October 5, 2012
The U.S. jobless rate fell to 7.8 percent in September, the first time in 44 months it had dipped below the 8-percent level.
In a key government report, one month ahead of the country’s presidential election, the U.S. said Friday the country’s labor market added 114,000 jobs last month. It also revised the estimate for new hiring in July and August sharply upward, saying the economy added 86,000 more jobs than initially calculated.
The August unemployment rate had been pegged at 8.1 percent, and some economists predicted it would edge even higher in September. The U.S. Labor Department said the figure dropped because employers added more part-time workers last month.

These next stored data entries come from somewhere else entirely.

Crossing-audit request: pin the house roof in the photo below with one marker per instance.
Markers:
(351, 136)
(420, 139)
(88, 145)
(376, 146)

The state of the American economy, the world’s largest, is at the center of the political campaign for the November 6 election. President Barack Obama, the Democratic incumbent, and his Republican challenger, wealthy businessman Mitt Romney, sparred repeatedly in their debate this week about who could boost job growth more during the next four years.
Romney called the latest jobs report “not what a real recovery looks like.” White House economic adviser Alan Krueger said the declining jobless rate is “further evidence that the U.S. economy is continuing to heal.”
Since World War II, no U.S. president has been re-elected to a second term with a national jobless rate above 7.4 percent.
Romney says that if he is elected his economic program will produce 12 million new jobs. Obama points to the more than five million new jobs that he says have been added to the economy in the last 31 months. A recent government reassessment of hiring showed there has been a modest net gain of jobs during his White House tenure, after millions were lost in the early months of his term.
More than 12 million workers remain unemployed, with millions more working at part-time jobs or employed in ones they consider beneath their skill level. But the government said the number of jobless workers dropped by 465,000 in September.
The United States has struggled to recover from its steep economic downturn in 2008 and 2009, the worst recession in the country since the Great Depression in the 1930s. In the government’s most recent accounting, the U.S. economy advanced a meager 1.3 percent in the April-to-June period.
The country’s central bank has kept its key benchmark borrowing rate at near zero percent for an extended period. But several attempts by the Federal Reserve to boost the economy through purchase of government and real estate-related securities seem to have had a limited effect on advancing the recovery.